Given the avidity with which institutions are piling into European Internet/IT/telecoms funds and with the calibre and sector experience of Powlick, Grierson and Marquardt, informed observers do not anticipate that the spectre of Ionica – a big loss, but a rare one for Doughty Hanson – will cast much of a shadow over the new fund raising.

Nor does it appear that a clutch of departures at the beginning of this year is likely significantly to affect the firm going forward. Partner Kevin Comolli, who was reportedly involved in initial groundwork for the European technology offering, is said to have cited personal reasons’ for his departure from the firm.

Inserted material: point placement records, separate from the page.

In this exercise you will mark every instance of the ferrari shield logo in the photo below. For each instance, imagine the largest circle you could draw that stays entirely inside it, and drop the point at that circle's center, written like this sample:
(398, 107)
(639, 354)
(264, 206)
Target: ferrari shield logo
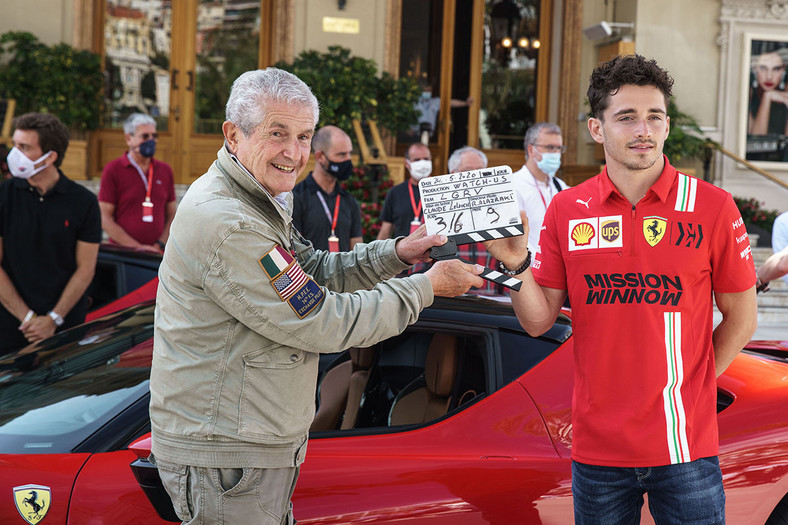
(32, 502)
(654, 229)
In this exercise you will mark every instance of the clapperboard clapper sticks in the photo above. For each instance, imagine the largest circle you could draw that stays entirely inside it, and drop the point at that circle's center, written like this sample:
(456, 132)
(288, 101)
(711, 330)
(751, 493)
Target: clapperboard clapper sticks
(472, 206)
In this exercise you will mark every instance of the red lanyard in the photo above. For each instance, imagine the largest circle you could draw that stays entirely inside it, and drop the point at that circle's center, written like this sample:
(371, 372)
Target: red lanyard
(416, 209)
(328, 214)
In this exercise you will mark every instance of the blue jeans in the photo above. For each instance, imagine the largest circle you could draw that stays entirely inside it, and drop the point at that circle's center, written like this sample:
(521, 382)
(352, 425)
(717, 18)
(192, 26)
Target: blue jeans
(686, 493)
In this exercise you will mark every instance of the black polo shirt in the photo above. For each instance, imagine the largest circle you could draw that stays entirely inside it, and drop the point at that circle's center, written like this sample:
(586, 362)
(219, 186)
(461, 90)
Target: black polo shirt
(309, 216)
(40, 234)
(398, 210)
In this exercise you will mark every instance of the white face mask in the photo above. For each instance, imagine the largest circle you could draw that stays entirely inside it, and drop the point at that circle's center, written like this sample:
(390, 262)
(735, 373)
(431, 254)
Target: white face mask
(21, 166)
(420, 168)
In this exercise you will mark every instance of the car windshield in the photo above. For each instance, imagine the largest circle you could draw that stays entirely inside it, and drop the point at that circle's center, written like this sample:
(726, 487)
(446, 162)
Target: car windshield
(55, 394)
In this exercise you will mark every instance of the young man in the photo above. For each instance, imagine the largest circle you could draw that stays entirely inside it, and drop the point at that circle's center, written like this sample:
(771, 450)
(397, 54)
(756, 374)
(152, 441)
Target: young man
(50, 229)
(323, 211)
(536, 183)
(640, 249)
(402, 213)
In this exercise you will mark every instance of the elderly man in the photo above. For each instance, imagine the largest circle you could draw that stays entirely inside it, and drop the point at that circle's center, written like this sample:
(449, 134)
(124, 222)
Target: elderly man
(467, 158)
(402, 213)
(50, 229)
(137, 192)
(536, 182)
(646, 355)
(235, 357)
(323, 211)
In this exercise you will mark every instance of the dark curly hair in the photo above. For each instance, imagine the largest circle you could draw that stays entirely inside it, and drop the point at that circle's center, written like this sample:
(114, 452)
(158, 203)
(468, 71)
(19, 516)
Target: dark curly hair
(608, 77)
(52, 134)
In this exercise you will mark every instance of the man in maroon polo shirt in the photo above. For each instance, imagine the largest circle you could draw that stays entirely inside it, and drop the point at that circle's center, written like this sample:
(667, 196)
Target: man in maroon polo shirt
(640, 250)
(137, 193)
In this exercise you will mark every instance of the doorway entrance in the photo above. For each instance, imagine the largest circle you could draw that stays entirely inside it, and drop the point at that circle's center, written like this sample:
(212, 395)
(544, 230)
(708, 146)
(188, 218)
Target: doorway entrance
(176, 62)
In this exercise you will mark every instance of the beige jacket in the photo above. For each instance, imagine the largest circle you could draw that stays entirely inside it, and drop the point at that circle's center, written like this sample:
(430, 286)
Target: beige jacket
(236, 343)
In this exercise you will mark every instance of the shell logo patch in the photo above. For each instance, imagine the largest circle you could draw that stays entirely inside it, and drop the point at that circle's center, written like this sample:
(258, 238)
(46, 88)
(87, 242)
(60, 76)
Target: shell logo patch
(32, 502)
(582, 234)
(595, 233)
(654, 229)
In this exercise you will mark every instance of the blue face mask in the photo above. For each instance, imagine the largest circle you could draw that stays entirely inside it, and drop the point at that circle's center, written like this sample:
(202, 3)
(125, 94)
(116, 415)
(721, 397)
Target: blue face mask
(550, 163)
(148, 148)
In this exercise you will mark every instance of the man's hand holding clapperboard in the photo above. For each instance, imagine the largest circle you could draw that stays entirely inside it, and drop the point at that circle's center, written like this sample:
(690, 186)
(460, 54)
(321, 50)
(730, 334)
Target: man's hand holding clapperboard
(472, 206)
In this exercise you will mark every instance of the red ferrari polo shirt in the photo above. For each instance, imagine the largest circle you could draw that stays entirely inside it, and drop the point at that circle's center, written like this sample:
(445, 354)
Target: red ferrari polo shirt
(123, 186)
(640, 281)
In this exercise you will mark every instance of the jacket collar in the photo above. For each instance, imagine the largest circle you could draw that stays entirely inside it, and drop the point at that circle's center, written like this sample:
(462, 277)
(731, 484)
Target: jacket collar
(661, 188)
(283, 204)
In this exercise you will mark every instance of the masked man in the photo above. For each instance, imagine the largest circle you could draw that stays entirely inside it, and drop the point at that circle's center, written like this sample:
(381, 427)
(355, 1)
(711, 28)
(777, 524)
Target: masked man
(535, 182)
(50, 229)
(323, 211)
(137, 193)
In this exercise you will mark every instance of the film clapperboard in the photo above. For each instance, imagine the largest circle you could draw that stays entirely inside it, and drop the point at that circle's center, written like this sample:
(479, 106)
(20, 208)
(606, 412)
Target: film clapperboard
(472, 206)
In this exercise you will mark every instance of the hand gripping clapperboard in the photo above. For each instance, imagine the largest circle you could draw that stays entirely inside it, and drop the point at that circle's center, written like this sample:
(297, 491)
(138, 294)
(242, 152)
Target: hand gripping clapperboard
(472, 206)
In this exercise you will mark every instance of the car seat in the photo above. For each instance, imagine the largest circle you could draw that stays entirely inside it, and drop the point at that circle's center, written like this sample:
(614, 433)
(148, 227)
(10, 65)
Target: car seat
(342, 389)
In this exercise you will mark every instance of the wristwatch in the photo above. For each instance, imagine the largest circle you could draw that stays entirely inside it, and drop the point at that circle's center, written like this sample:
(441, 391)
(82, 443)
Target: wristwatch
(56, 318)
(503, 269)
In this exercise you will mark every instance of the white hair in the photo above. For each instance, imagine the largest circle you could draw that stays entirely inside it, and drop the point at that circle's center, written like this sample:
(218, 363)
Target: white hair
(456, 158)
(136, 119)
(253, 90)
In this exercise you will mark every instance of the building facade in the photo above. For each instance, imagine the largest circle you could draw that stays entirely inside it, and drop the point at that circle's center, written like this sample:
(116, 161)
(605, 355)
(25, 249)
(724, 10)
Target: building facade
(520, 61)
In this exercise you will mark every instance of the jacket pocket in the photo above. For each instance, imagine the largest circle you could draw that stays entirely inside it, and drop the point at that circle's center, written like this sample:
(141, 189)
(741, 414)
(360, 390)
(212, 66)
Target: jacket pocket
(278, 394)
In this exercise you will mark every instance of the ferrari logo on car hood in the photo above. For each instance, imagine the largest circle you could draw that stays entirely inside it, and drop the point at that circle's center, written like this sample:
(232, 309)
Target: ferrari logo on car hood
(32, 502)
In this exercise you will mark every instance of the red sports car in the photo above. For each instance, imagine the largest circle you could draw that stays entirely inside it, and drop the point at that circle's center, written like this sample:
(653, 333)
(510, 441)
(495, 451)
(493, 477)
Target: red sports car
(463, 418)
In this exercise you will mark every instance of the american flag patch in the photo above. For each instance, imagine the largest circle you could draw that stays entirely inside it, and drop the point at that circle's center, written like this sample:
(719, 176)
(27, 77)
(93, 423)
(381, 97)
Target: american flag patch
(290, 282)
(293, 285)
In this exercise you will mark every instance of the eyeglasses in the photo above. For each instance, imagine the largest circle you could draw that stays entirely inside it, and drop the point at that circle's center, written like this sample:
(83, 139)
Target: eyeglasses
(552, 148)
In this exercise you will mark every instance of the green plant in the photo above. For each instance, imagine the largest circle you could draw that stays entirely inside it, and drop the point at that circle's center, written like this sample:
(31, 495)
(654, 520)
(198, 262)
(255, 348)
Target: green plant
(754, 215)
(349, 88)
(360, 186)
(55, 79)
(686, 139)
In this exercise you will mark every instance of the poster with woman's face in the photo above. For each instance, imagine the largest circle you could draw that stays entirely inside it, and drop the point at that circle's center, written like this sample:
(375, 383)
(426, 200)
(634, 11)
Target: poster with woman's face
(767, 99)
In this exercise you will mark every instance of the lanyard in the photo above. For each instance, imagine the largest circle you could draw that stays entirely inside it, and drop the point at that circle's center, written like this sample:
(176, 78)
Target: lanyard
(147, 182)
(541, 196)
(416, 209)
(328, 213)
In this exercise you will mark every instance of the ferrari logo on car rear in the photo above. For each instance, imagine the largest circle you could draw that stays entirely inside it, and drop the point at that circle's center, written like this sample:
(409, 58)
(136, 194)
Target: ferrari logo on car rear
(32, 502)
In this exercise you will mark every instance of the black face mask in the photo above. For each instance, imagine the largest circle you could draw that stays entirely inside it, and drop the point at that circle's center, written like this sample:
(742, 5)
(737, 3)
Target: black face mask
(340, 170)
(148, 148)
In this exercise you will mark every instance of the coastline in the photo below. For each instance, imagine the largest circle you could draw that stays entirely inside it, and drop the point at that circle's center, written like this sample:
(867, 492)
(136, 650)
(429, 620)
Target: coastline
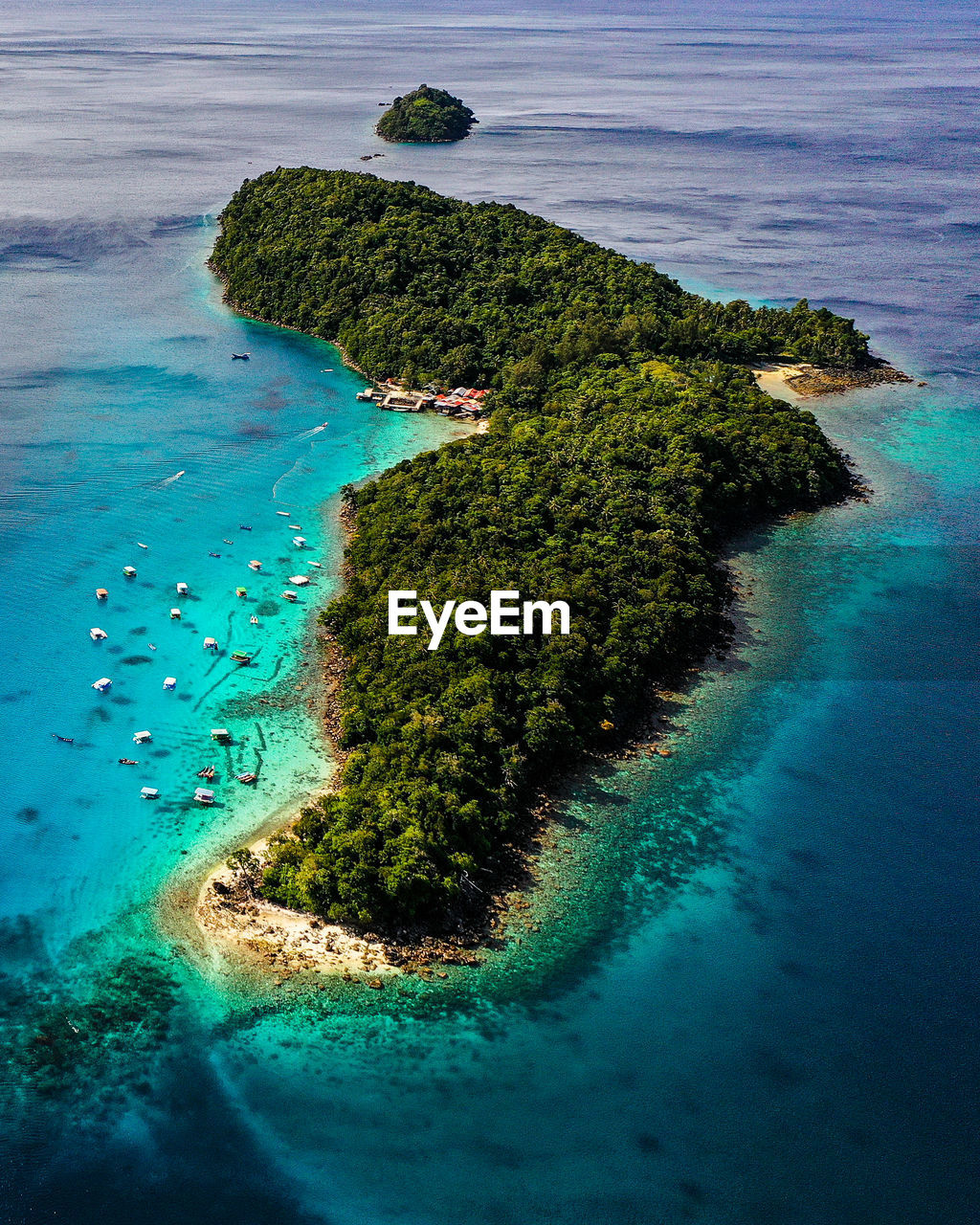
(235, 932)
(808, 381)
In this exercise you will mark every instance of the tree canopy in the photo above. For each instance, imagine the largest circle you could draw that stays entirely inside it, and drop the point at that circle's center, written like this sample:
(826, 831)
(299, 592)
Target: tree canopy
(425, 117)
(628, 441)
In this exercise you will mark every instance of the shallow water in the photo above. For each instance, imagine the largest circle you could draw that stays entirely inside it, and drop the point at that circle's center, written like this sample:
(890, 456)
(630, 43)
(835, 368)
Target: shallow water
(752, 995)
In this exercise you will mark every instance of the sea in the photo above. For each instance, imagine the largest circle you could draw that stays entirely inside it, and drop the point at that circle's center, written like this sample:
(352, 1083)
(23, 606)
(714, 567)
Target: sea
(746, 989)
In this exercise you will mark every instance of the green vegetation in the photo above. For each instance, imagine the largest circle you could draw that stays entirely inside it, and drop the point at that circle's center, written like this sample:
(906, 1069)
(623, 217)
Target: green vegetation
(425, 117)
(626, 444)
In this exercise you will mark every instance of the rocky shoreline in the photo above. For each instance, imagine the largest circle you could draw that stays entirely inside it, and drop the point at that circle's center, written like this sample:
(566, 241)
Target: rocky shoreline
(809, 381)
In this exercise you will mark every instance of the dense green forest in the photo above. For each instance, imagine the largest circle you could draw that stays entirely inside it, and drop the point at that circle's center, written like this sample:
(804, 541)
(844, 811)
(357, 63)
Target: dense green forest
(626, 444)
(427, 117)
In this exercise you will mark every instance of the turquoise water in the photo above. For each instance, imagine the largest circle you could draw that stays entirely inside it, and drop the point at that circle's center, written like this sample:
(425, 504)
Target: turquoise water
(747, 990)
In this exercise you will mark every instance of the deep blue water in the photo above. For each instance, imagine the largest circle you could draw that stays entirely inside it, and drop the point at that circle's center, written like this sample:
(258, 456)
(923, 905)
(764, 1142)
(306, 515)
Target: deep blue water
(752, 993)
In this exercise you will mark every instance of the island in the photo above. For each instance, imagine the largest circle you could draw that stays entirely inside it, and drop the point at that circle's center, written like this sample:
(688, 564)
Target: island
(626, 442)
(425, 117)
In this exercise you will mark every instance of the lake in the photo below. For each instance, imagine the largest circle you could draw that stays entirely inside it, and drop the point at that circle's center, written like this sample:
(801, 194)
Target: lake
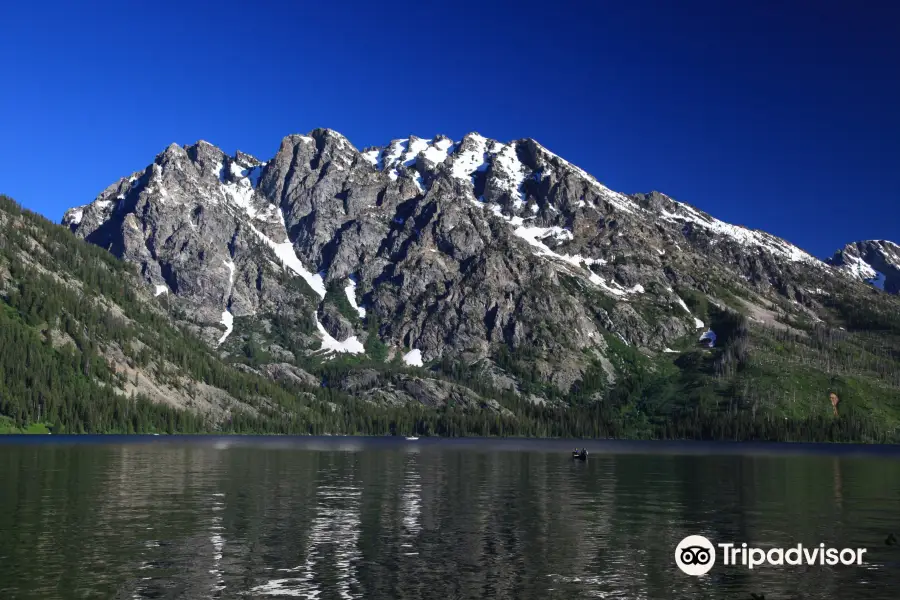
(386, 518)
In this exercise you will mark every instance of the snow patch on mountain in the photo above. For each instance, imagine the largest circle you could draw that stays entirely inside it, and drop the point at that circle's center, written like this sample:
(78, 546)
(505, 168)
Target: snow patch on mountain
(351, 345)
(228, 321)
(746, 237)
(413, 358)
(471, 160)
(505, 161)
(285, 253)
(75, 215)
(620, 201)
(350, 291)
(859, 268)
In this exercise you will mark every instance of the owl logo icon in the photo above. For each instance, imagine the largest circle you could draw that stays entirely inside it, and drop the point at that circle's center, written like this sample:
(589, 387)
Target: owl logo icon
(695, 555)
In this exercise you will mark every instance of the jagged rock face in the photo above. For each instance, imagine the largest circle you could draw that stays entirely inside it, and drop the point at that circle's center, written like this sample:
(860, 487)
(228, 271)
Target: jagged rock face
(455, 248)
(874, 261)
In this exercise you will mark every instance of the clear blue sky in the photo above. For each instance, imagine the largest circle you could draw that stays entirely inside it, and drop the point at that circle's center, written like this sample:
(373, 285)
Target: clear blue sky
(777, 115)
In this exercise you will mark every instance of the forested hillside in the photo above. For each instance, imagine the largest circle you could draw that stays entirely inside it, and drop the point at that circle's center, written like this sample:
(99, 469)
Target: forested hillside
(84, 347)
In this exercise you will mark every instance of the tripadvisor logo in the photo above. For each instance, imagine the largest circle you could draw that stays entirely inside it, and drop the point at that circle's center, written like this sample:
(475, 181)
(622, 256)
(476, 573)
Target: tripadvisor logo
(696, 555)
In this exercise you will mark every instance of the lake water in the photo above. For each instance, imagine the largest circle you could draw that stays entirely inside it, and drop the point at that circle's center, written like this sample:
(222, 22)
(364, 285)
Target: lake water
(333, 518)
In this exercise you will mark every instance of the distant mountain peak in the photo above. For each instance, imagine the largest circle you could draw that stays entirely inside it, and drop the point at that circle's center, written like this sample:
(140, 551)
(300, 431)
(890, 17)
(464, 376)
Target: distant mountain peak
(873, 261)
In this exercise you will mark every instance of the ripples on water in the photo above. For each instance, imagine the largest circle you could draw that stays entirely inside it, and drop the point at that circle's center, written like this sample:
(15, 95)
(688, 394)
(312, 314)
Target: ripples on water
(385, 519)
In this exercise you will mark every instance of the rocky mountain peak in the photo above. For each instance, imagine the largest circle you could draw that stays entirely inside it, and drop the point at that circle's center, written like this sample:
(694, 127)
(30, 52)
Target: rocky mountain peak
(876, 262)
(436, 247)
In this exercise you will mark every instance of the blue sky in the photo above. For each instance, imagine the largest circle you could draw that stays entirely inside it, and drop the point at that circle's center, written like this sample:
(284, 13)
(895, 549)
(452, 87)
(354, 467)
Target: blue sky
(775, 115)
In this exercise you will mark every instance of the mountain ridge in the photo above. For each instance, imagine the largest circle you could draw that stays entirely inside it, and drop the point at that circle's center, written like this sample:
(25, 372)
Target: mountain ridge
(452, 255)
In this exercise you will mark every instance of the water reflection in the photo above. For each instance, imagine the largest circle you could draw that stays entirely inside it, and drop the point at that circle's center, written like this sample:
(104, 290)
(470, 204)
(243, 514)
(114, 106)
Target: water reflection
(358, 520)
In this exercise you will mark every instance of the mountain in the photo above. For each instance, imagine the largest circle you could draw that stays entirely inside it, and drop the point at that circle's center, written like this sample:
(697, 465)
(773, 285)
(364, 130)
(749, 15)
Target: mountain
(875, 262)
(486, 276)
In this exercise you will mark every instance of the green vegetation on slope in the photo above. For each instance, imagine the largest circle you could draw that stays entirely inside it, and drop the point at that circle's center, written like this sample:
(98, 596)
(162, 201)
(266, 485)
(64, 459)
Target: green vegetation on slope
(65, 303)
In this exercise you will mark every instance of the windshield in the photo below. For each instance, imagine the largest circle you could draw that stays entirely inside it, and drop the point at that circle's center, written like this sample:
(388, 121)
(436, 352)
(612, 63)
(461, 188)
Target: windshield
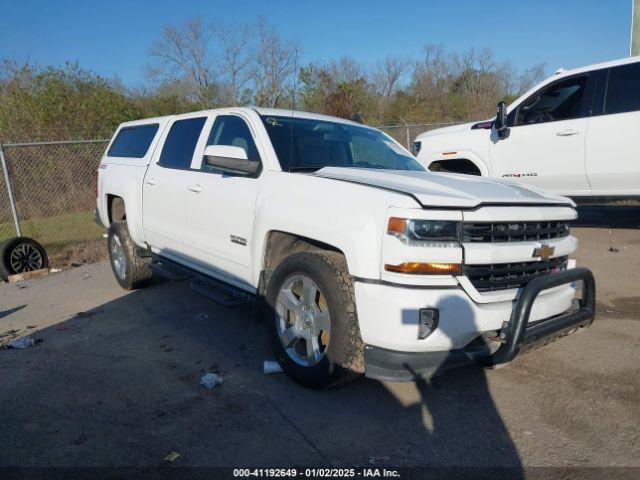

Huw Phillips and Marc Strobel, recent hires from CSFB, are also moving on. Market commentators have been quick to posit dissatisfaction with the Doughty Hanson remuneration structure as the principal cause for their departure, but it would have been more surprising had they not – speculation regarding the proportion of rewards that goes to founders Nigel Doughty and Richard Hanson is a favourite industry pastime.

Doughty Hanson’s decision to launch a dedicated technology fund marks a further step in its transformation from plain – though far from simple – buyout house to diversified alternative investment management group. Last year, the firm launched the $700 million Doughty Hanson Real Estate Fund, to be managed by a discrete team of real estate investment professionals. By adding further strings to its alternatives bow, Doughty Hanson is following in the footsteps of leading US players such as The Blackstone Group, The Carlyle Group and TH Lee Putnam.